We feel the masters of our thoughts. We have no awareness of the automatic processing that makes perception meaningful and thought possible. Nor does self-awareness bring home how much our ideas come from others. We use the knowledge and skills acquired by ancestors over millennia. Drummed into our heads from infancy, the ideas of our group provide most of its content (see “The atoms of thought“) and to a large part direct our thought.
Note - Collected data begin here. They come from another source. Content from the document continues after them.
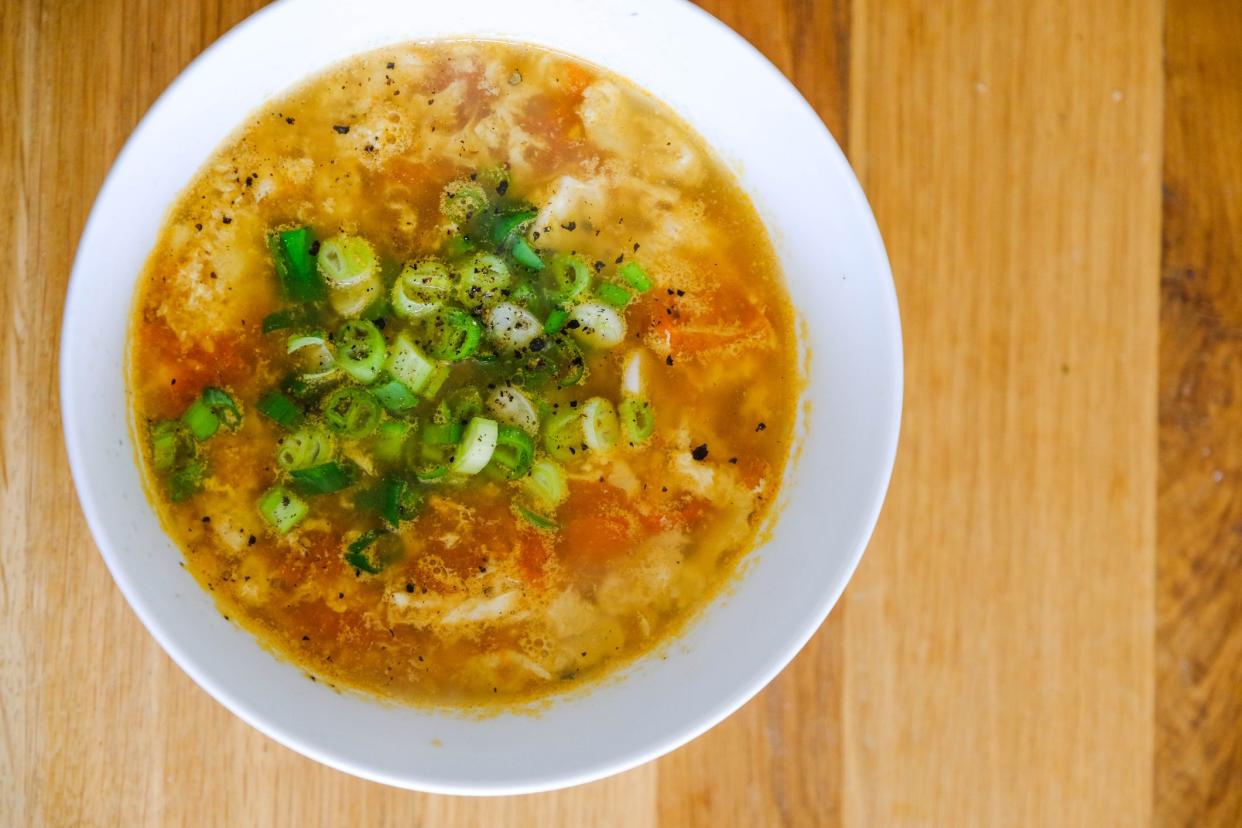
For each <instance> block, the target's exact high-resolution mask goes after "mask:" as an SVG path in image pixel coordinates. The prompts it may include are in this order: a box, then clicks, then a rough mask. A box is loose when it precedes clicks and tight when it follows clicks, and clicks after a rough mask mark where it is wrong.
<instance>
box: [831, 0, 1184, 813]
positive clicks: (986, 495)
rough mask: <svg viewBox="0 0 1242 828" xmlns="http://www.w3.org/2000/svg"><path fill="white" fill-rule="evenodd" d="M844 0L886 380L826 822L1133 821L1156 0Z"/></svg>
mask: <svg viewBox="0 0 1242 828" xmlns="http://www.w3.org/2000/svg"><path fill="white" fill-rule="evenodd" d="M854 10H856V14H854V19H853V25H854V32H853V40H852V43H853V48H854V52H853V57H852V61H851V88H850V101H851V113H850V128H851V133H850V146H851V150H852V161H853V163H854V165H856V169H857V170H858V173H859V175H861V179H862V184H863V187H864V189H866V190H867V194H868V196H869V197H871V201H872V205H873V207H874V210H876V214H877V217H878V220H879V226H881V227H882V228H884V230H886V231H887V242H888V251H889V256H891V258H892V264H893V271H894V273H895V274H897V287H898V295H899V297H900V299H902V317H903V323H904V334H905V356H907V365H905V367H907V377H908V381H907V391H905V406H907V407H905V418H904V422H903V434H902V448H900V452H899V458H898V464H897V469H895V473H894V480H893V487H892V489H891V493H889V497H888V502H887V504H886V510H884V515H883V518H882V520H881V526H879V530H878V533H877V535H876V538H874V540H873V541H872V547H871V551H869V554H868V555H867V556H866V557H864V559H863V562H862V566H861V567H859V570H858V574H857V575H856V577H854V581H853V582H852V583H851V586H850V590H848V593H847V595H848V600H847V607H846V636H845V642H846V654H845V659H846V672H845V713H843V724H845V757H846V768H845V781H846V788H845V794H843V813H845V822H846V823H847V824H852V826H892V824H953V826H970V824H979V826H1000V824H1022V826H1108V824H1117V826H1139V824H1144V823H1146V822H1148V819H1149V817H1150V813H1151V750H1153V736H1151V730H1153V729H1151V721H1153V638H1151V634H1153V623H1154V619H1153V600H1154V562H1155V561H1154V545H1155V475H1156V464H1155V452H1154V446H1155V439H1156V428H1155V426H1156V423H1155V410H1154V406H1153V398H1154V394H1155V374H1156V324H1158V290H1156V281H1155V274H1156V272H1158V269H1159V264H1160V204H1159V199H1160V158H1161V156H1160V112H1161V109H1160V101H1161V74H1160V34H1161V6H1160V5H1159V2H1155V1H1135V0H1115V1H1113V0H1098V1H1093V2H1078V1H1077V0H1049V1H1046V2H1030V4H987V2H892V4H869V2H861V4H857V5H856V6H854Z"/></svg>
Group-inspired norms govern most of our minute-to-minute conduct. The automatic resort to them achieves an economy of effort that leaves enough consciously-directed resources of the brain to focus on the very few perceived alternatives for action. Extremes such as unrehearsed emergencies readily surpass the brain’s capacity for analysis and considered action. For most circumstances of communal existence the reliance on set options works well, but it creates the danger that the one set of ideas masters the thought of most in the community. Meme tyranny at its extreme drives mentally ill individuals into psychosis or a community into group extremism. A group’s prejudices give megalomaniacs the means to drive it to extremes. Nazism and Stalinism provide just two of the many examples thrown up by the 20th century.
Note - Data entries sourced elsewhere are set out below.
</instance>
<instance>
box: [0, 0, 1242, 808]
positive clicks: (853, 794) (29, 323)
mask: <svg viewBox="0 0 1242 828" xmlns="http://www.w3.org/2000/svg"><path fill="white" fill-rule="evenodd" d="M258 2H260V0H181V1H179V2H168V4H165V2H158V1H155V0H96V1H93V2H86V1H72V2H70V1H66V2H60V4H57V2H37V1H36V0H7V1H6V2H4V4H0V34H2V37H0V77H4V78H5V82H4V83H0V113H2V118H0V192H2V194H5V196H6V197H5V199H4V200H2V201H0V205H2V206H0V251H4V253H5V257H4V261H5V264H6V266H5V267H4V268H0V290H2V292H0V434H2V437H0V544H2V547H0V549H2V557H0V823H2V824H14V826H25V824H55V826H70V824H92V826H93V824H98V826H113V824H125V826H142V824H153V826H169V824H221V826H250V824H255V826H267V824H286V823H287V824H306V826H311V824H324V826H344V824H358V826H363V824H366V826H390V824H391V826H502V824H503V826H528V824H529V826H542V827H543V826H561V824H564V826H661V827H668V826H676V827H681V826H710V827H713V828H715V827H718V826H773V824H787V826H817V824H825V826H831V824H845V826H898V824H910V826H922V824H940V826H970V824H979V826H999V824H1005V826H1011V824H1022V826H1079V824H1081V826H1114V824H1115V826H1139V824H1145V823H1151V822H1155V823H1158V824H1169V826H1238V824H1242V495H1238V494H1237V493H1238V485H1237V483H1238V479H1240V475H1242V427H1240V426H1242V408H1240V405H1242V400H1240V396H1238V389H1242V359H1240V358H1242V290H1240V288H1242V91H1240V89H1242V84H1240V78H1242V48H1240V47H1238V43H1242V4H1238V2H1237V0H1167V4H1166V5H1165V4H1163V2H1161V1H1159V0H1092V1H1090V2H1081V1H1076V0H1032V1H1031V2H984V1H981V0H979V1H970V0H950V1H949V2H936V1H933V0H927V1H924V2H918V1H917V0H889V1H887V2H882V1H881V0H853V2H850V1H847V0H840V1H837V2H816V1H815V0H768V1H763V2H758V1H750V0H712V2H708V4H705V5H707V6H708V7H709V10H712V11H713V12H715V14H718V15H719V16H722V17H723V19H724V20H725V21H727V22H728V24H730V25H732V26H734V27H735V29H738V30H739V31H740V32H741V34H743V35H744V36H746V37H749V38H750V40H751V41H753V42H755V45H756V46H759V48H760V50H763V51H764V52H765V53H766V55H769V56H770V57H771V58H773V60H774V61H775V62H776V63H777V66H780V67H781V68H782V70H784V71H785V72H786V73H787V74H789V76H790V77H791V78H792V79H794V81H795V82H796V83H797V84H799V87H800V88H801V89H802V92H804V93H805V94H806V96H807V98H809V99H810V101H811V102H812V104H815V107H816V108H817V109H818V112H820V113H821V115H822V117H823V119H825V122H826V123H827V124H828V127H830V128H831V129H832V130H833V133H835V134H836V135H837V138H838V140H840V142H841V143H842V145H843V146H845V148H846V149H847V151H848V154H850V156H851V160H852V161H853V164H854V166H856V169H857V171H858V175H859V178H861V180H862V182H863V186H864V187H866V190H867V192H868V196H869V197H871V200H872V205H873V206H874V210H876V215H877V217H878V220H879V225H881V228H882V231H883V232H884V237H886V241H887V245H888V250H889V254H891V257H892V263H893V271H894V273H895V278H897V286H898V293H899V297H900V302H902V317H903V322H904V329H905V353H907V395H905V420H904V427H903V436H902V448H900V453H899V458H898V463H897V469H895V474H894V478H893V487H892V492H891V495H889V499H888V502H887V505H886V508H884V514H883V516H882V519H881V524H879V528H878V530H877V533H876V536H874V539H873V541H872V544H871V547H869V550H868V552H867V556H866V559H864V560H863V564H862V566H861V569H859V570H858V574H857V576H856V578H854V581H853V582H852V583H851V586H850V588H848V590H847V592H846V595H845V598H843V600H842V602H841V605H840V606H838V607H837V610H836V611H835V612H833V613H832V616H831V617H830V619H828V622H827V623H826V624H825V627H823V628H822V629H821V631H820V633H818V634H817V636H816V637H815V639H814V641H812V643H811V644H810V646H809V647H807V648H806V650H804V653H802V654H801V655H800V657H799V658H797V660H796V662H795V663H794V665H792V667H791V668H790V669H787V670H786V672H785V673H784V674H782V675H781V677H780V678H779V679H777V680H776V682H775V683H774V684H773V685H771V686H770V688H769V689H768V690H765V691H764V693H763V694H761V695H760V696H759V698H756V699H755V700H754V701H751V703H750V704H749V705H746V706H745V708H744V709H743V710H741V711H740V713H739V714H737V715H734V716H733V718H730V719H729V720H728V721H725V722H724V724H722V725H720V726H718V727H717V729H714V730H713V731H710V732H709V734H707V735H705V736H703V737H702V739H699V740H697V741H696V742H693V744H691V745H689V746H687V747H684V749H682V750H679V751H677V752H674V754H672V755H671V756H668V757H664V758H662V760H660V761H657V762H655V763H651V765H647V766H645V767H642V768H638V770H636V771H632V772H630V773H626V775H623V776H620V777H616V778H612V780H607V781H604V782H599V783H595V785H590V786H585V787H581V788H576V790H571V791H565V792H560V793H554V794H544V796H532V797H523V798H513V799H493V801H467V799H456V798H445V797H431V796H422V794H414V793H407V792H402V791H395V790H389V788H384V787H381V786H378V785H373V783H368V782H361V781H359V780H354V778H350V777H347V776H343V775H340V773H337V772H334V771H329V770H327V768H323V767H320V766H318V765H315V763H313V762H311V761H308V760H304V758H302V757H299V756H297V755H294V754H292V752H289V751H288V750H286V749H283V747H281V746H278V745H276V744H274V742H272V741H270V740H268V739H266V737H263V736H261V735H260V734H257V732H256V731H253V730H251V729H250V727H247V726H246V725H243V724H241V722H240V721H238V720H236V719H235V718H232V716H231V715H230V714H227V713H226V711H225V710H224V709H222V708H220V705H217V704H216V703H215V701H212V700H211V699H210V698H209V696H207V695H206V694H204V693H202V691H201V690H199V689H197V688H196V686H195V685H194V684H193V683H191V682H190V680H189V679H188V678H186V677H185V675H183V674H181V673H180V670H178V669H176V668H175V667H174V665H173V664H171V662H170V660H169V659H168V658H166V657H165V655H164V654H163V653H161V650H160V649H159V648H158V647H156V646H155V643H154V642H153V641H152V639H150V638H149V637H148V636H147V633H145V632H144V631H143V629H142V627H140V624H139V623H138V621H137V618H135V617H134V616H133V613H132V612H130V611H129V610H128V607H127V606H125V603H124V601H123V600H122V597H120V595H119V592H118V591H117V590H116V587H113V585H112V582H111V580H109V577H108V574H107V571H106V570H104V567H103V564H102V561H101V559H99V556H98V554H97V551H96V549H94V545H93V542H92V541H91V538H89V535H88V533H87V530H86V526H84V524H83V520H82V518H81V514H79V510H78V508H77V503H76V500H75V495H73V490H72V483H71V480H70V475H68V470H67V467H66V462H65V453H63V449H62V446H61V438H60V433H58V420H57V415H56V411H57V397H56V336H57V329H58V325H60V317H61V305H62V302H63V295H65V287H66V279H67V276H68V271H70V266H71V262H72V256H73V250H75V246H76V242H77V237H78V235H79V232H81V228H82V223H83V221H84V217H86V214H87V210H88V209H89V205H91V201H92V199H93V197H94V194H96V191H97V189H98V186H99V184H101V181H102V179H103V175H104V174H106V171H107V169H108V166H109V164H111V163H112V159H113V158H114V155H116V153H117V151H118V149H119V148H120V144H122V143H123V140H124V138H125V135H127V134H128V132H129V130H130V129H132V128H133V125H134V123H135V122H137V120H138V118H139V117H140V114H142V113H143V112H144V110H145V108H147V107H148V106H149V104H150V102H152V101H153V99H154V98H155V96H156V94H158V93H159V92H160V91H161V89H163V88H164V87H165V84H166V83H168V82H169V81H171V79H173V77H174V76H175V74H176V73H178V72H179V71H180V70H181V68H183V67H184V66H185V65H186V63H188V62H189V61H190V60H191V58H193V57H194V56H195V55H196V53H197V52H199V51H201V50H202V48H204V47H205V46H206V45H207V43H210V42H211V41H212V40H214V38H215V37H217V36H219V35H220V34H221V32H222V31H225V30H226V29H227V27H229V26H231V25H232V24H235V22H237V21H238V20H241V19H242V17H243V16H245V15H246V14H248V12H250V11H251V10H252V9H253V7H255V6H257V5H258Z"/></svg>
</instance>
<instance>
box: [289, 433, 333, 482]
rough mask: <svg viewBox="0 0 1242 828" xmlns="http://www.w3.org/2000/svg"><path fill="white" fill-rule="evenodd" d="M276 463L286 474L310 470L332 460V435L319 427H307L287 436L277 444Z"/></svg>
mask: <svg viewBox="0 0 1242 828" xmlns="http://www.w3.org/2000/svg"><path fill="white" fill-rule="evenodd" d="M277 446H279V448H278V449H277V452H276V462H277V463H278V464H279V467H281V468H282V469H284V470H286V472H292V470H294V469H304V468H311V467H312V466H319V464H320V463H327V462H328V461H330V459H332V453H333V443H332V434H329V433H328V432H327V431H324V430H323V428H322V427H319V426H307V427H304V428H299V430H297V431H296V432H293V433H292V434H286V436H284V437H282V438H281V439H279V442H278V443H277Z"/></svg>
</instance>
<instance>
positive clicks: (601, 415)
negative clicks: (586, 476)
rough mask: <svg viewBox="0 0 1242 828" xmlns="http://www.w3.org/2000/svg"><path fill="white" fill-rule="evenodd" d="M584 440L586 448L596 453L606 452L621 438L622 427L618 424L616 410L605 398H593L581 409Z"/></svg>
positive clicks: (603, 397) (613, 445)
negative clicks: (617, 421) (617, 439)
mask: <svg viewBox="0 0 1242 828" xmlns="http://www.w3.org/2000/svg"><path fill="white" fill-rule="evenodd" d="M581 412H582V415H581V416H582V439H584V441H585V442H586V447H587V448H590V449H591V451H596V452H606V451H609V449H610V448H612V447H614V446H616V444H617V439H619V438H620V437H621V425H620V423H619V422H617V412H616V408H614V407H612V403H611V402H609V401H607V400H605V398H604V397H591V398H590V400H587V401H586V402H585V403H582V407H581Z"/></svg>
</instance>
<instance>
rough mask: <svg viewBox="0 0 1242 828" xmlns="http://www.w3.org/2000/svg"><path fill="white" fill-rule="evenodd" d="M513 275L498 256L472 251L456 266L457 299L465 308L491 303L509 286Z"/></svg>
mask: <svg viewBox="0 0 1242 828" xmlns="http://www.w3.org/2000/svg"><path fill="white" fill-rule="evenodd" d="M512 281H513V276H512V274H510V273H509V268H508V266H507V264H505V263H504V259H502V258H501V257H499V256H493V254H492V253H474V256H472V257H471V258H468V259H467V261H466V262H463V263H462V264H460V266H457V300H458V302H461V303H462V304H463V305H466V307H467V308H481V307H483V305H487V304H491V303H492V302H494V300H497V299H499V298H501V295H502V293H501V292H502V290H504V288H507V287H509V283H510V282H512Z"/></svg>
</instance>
Sigmund Freud and others attribute to the group mind the power to dragoon its members into concerted actions, from the sublime to the most vile, from self-sacrifice to pack rape. I suspect that Freud’s insights reflect the Jew’s awareness of a pressing reality, the pogroms so prevalent in the Europe of his day. I suggest that the force of the group mind lies in its consensually accepted memes. Their power to concert the thought of its members has made civilisation possible. It binds the group. Memes direct thought in or out of the aroused group. In remote Bolivia, Klaus Barbie, the SS commandant known as the butcher of Lyons, treated a neighbour vilely as long as he mistakenly believed him to be Jewish. His error corrected, they became good friends. Years later at his trial for war crimes he could have pleaded not guilty by reason of meme tyranny and in effect he did, drawing upon the SS oath of obedience to the leader. The banality of the group’s memes explains the banality of common evil.
The press on individuals for conformity creates the potential for disaster. Ossification of a group’s memes, for example, those held by the Incas at the pinnacle of their empire, leaves the group vulnerable to adverse change in circumstances. Its opposite, the welcoming of diverse ideas, increases the strength of the group to compete with others, but has its own downside. It undermines the group’s unique identity. The clash of interests becomes a question of which matters most to the group, preservation of its memes or its members.
Minorities pose the threat to break the uniform mold that holds the hearts and souls of the intolerant group in tyrannical subjection. At the opposite end of the spectrum, the multicultural society abandons a uniformity of memes to multiply its members. The evolutionary interplay of its memes melds the minds of its members into a mongrel composite of the original communal memes. The evolutionary interplay of ideas throws up the brilliant variation in the brilliant mind. History reveals that tolerant communities produced the leading societies of the world. I suspect that my group’s tortured past explains why, from Abraham to Einstein, so many illuminating ideas have come from recently emancipated Jewry, who escaped the crippling meme tyranny of their group’s theocracy.